On Nov 27, 2009, at 1:59 PM, Joshua Rodman wrote:

On Fri, Nov 27, 2009 at 01:06:04PM -0800, Joshua Juran wrote:
On Nov 27, 2009, at 10:04 AM, Simon Wistow wrote:

On Fri, Nov 27, 2009 at 01:29:26PM +0000, Roger Burton West said:
I should like to find the person who decided that since "bookmarks"
and
"history" were both lists of URLs they ought to be integrated in a
single database. I should like to shake him warmly by the throat
until
his head comes off.

ObJWZ: http://www.jwz.org/doc/mailsum.html

The loosely related formats specified only vaguely (or not at all) and
known collectively as 'mbox' are too broken to live.

From what I've seen, at any rate. I don't care how long it's been in use -- "we've always done it this way" is no excuse for data corruption. And yes, inserting garbage characters into my mail because mbox uses a common English term as a record separator counts as data corruption, especially
when it's the same character used for quoting.
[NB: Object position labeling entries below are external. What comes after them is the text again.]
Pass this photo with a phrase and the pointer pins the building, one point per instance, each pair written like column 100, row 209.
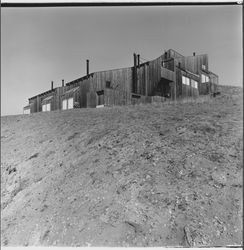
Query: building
column 170, row 76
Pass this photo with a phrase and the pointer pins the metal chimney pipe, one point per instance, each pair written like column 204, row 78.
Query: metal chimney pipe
column 138, row 61
column 134, row 59
column 134, row 75
column 87, row 67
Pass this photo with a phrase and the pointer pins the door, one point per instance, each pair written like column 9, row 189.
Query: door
column 64, row 104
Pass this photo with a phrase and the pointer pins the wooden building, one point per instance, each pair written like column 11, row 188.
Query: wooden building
column 170, row 76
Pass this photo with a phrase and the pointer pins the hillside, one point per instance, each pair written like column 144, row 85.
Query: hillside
column 146, row 175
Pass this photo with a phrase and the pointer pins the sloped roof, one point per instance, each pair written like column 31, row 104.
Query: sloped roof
column 71, row 90
column 47, row 98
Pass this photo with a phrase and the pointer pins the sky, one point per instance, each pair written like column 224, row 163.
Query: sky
column 40, row 45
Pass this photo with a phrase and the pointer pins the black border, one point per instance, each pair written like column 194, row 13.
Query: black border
column 113, row 4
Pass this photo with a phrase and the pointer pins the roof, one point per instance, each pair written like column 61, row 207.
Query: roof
column 44, row 93
column 71, row 90
column 48, row 98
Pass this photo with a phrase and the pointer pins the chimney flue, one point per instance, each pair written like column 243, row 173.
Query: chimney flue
column 87, row 67
column 138, row 60
column 134, row 59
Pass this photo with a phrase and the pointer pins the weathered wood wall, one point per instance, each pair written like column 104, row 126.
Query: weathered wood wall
column 151, row 79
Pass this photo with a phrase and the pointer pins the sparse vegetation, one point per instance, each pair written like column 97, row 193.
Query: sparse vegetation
column 146, row 175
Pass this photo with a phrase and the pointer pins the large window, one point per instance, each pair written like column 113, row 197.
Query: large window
column 194, row 84
column 185, row 80
column 68, row 103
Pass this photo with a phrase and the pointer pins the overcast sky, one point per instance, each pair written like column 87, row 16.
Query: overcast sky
column 40, row 45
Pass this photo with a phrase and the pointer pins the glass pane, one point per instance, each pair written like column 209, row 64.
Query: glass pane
column 70, row 103
column 64, row 104
column 48, row 108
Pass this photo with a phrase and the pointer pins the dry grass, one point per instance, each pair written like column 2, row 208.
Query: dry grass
column 147, row 175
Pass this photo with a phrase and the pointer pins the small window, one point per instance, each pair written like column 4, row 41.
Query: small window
column 108, row 84
column 136, row 96
column 100, row 97
column 46, row 107
column 27, row 111
column 204, row 78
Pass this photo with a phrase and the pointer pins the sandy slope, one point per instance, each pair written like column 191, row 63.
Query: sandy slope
column 147, row 175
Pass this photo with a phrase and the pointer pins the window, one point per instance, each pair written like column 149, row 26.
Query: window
column 43, row 107
column 64, row 104
column 46, row 107
column 108, row 84
column 27, row 111
column 204, row 78
column 70, row 103
column 185, row 80
column 100, row 97
column 194, row 84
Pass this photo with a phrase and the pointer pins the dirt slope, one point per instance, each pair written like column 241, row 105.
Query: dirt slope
column 146, row 175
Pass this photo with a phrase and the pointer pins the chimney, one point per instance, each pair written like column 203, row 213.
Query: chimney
column 134, row 59
column 134, row 74
column 138, row 61
column 87, row 67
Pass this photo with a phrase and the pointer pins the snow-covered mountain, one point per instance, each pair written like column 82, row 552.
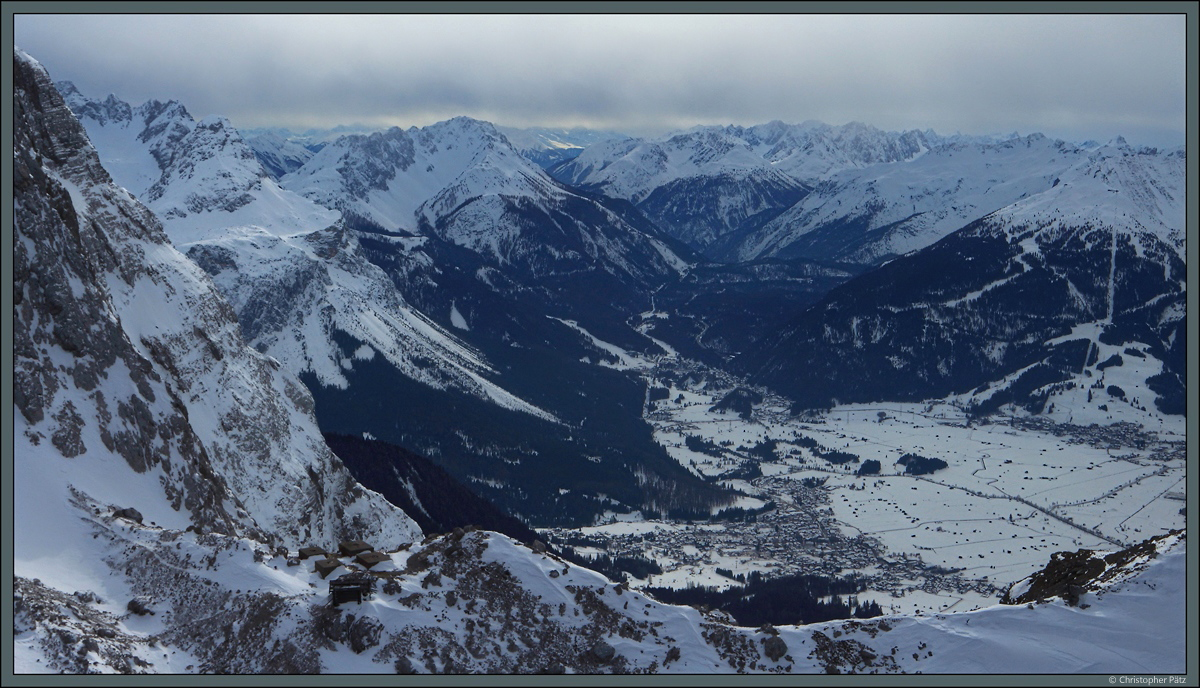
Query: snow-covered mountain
column 501, row 243
column 813, row 150
column 167, row 473
column 1038, row 305
column 295, row 279
column 135, row 388
column 867, row 214
column 199, row 178
column 277, row 154
column 699, row 185
column 461, row 181
column 549, row 147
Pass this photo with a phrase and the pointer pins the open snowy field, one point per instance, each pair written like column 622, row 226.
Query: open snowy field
column 1012, row 491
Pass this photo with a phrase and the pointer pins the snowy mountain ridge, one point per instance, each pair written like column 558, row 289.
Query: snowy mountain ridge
column 133, row 371
column 169, row 472
column 292, row 274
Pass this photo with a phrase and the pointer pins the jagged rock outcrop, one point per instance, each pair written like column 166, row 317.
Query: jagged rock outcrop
column 125, row 348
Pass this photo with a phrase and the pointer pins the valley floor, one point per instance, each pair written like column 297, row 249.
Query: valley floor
column 1014, row 490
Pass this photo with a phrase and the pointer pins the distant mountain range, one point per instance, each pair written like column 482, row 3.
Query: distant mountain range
column 195, row 313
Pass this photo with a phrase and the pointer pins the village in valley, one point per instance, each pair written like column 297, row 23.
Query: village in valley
column 934, row 509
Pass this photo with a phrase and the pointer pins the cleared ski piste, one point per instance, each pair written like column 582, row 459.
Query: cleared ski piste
column 1009, row 496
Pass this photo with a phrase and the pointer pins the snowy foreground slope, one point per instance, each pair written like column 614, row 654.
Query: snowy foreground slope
column 135, row 390
column 477, row 602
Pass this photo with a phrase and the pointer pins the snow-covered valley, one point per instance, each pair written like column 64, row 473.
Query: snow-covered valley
column 197, row 316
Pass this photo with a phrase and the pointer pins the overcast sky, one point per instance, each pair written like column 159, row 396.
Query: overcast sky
column 1074, row 77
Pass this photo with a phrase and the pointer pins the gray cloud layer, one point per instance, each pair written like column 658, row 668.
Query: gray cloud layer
column 1069, row 76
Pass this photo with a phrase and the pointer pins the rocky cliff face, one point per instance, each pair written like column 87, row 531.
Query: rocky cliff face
column 125, row 350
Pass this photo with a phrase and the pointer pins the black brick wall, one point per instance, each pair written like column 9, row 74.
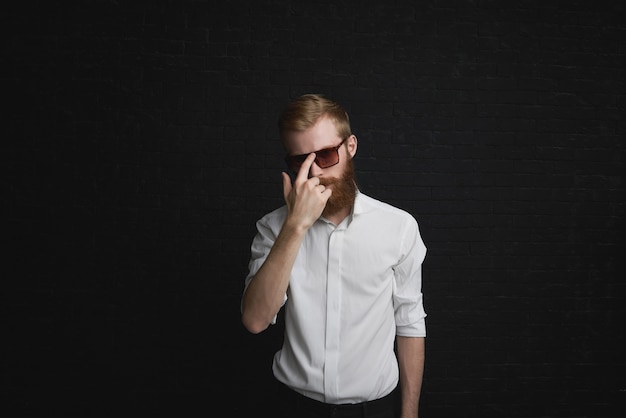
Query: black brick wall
column 139, row 148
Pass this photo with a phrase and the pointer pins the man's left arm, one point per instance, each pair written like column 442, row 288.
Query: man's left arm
column 411, row 361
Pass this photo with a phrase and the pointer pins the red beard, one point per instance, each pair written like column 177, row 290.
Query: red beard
column 344, row 190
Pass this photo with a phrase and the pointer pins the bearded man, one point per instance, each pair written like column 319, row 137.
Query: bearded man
column 347, row 269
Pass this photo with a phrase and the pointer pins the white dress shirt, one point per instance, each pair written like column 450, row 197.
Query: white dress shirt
column 353, row 288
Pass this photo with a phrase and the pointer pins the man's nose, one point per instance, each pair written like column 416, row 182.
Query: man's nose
column 315, row 170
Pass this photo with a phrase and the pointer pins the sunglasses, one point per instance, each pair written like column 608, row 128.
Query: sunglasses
column 324, row 158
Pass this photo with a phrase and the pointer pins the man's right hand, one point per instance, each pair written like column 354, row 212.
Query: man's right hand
column 306, row 198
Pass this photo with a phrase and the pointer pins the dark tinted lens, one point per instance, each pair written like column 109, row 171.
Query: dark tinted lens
column 295, row 161
column 327, row 157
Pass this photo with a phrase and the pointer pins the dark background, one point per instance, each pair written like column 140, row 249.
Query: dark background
column 140, row 147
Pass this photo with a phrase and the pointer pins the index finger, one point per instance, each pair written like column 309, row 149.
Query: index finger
column 303, row 173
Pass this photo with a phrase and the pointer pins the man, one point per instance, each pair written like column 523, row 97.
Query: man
column 347, row 269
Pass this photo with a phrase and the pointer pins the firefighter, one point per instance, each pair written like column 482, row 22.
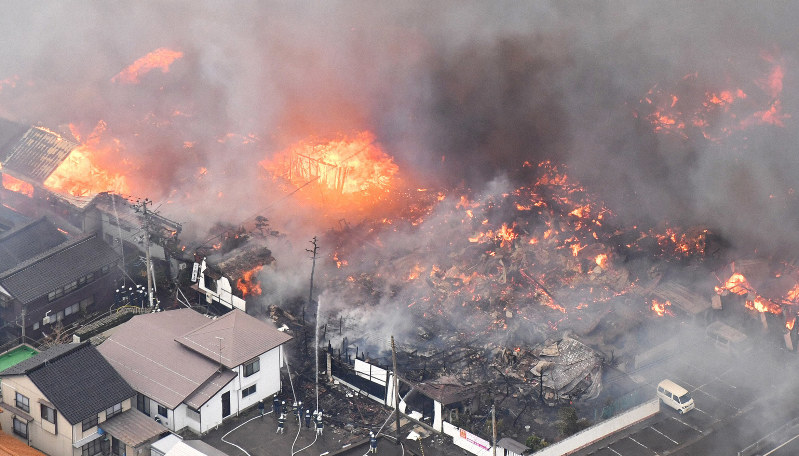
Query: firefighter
column 319, row 425
column 281, row 423
column 298, row 413
column 372, row 442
Horribly, horribly broken. Although the format's broken isn't half as
hateful as the community's complacency allowing it to persist.

Josh

True, but I prefer that kind of corruption to the corruption I
experienced every 2 weeks or so when I tried out the joys known as
Entourage and Thunderbird.

mbox sure sucks, but other people seem to manage to suck more.

Currently I'm trying out maildir with offlineimap, but the cost of
processing thousands of independent files can suck too.

Fixing mbox isn't hard -- it's easy enough to mandate that a leading '>' must be escaped -- but the trick is making sure people don't continue to use broken legacy tools, which is basically impossible. So instead I propose a new format where a mailbox is stored as a concatenation of messages, where each message is terminated by a dot and leading dots are prefixed with another dot. If you also used CRLF as a line terminator, it would match the SMTP wire protocol.

This format would have the same complexity characteristics as mbox (i.e. using it would be no more or less efficient), just as human- readable, and actually more machine-readable, since there's no ambiguity as to what constitutes a record separator.

And as a plus, the messages wouldn't get corrupted.